We show on both shallow and deep neural networks that category learning automatically induces categorical perception.
An important outcome of our analysis is to provide a coherent and unifying view of the efficacy of the dropout regularization technique.
- Score: 0.0
- License: http://arxiv.org/licenses/nonexclusive-distrib/1.0/
- Abstract: Classification is one of the major tasks that deep learning is successfully
tackling. Categorization is also a fundamental cognitive ability. A well-known
perceptual consequence of categorization in humans and other animals, called
categorical perception, is characterized by a within-category compression and a
between-category separation: two items, close in input space, are perceived
closer if they belong to the same category than if they belong to different
categories. Elaborating on experimental and theoretical results in cognitive
science, here we study categorical effects in artificial neural networks. Our
formal and numerical analysis provides insights into the geometry of the neural
representation in deep layers, with expansion of space near category boundaries
and contraction far from category boundaries. We investigate categorical
representation by using two complementary approaches: one mimics experiments in
psychophysics and cognitive neuroscience by means of morphed continua between
stimuli of different categories, while the other introduces a categoricality
index that quantifies the separability of the classes at the population level
(a given layer in the neural network). We show on both shallow and deep neural
networks that category learning automatically induces categorical perception.
We further show that the deeper a layer, the stronger the categorical effects.

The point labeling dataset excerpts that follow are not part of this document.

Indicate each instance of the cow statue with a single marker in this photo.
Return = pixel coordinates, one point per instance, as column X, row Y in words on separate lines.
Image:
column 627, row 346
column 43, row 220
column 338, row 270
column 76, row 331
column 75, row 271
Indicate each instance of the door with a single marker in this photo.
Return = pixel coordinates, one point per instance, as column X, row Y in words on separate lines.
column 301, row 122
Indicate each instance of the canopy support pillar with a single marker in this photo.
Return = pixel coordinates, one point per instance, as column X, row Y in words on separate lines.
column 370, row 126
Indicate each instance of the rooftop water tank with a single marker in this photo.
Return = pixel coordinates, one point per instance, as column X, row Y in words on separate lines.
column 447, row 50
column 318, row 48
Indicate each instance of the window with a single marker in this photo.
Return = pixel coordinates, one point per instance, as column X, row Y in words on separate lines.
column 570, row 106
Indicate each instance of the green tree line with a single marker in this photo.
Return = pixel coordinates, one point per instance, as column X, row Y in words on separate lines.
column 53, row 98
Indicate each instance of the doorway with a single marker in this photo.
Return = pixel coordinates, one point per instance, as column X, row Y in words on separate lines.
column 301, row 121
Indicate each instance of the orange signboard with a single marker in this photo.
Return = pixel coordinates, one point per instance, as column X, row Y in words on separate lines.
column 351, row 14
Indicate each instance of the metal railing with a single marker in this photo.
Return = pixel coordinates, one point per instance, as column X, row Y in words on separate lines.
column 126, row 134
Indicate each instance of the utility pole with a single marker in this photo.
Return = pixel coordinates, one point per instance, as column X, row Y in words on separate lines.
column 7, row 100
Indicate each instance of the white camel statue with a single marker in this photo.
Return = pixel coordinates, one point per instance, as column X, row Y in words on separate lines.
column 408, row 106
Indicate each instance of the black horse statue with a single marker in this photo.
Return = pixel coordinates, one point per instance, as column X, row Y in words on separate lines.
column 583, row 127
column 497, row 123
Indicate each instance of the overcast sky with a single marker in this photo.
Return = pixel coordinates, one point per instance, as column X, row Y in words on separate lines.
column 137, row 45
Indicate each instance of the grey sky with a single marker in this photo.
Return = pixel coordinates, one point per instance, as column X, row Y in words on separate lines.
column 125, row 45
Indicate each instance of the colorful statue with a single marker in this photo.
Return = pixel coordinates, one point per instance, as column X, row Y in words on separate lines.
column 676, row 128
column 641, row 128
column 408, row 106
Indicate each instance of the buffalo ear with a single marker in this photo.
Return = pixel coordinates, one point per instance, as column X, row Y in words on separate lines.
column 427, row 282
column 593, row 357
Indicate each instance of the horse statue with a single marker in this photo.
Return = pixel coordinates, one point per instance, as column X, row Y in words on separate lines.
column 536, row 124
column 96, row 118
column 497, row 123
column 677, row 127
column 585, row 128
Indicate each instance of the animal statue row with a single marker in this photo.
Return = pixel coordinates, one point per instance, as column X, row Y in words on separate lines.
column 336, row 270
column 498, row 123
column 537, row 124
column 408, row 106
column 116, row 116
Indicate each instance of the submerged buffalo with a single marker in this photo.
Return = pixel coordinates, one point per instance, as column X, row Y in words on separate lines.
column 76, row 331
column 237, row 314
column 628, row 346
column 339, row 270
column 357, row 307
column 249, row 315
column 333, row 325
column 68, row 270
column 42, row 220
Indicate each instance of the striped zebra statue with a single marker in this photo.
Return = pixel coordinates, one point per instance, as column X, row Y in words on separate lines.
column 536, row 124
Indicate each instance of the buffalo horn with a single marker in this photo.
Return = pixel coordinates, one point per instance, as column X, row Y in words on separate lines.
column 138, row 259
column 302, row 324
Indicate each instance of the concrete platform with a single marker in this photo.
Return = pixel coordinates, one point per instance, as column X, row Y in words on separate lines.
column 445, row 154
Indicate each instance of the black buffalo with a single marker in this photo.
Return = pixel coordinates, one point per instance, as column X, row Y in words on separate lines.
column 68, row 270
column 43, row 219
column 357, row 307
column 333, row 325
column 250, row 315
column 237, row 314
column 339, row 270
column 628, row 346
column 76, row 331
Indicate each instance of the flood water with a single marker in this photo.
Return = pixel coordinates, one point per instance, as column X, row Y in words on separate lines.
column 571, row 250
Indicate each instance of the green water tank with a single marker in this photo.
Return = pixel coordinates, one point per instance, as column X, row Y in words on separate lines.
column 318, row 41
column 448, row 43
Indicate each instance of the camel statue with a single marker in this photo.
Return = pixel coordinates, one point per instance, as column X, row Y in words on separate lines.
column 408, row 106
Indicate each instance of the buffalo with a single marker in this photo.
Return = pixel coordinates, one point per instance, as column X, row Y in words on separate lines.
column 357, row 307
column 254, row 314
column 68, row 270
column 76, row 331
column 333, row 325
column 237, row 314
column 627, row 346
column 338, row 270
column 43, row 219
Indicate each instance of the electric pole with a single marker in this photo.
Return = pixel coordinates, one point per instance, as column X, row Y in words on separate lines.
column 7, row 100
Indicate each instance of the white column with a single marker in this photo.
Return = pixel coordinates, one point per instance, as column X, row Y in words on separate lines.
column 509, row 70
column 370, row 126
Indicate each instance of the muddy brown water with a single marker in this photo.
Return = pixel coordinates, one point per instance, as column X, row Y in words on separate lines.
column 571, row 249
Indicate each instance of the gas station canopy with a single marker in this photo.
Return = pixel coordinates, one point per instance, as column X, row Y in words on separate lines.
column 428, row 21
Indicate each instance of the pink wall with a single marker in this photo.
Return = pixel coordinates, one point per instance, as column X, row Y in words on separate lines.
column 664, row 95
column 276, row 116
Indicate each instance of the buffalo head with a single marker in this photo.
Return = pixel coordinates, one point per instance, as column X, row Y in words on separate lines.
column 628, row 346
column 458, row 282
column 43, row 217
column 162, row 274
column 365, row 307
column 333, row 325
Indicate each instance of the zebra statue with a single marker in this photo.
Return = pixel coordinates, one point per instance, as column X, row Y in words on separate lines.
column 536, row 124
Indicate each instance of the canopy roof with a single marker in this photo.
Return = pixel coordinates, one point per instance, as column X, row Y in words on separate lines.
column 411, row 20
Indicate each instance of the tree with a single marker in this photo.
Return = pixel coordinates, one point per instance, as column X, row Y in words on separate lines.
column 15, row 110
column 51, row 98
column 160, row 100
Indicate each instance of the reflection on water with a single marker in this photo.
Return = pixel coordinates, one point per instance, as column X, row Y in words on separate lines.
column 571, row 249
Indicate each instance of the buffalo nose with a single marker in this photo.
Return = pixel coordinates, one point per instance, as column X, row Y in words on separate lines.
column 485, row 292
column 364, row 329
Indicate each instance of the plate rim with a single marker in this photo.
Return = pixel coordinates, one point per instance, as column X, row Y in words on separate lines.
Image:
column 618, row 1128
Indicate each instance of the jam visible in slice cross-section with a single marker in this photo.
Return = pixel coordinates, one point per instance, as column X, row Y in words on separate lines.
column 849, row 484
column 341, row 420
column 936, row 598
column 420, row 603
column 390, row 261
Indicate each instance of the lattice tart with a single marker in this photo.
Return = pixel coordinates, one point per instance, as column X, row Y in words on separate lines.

An important outcome of our analysis is to provide a coherent and unifying view
of the efficacy of different heuristic practices of the dropout regularization
technique. Our views, which find echoes in the neuroscience literature, insist
on the differential role of noise as a function of the level of representation
and in the course of learning: noise injected in the hidden layers gets
structured according to the organization of the categories, more variability
being allowed within a category than across classes.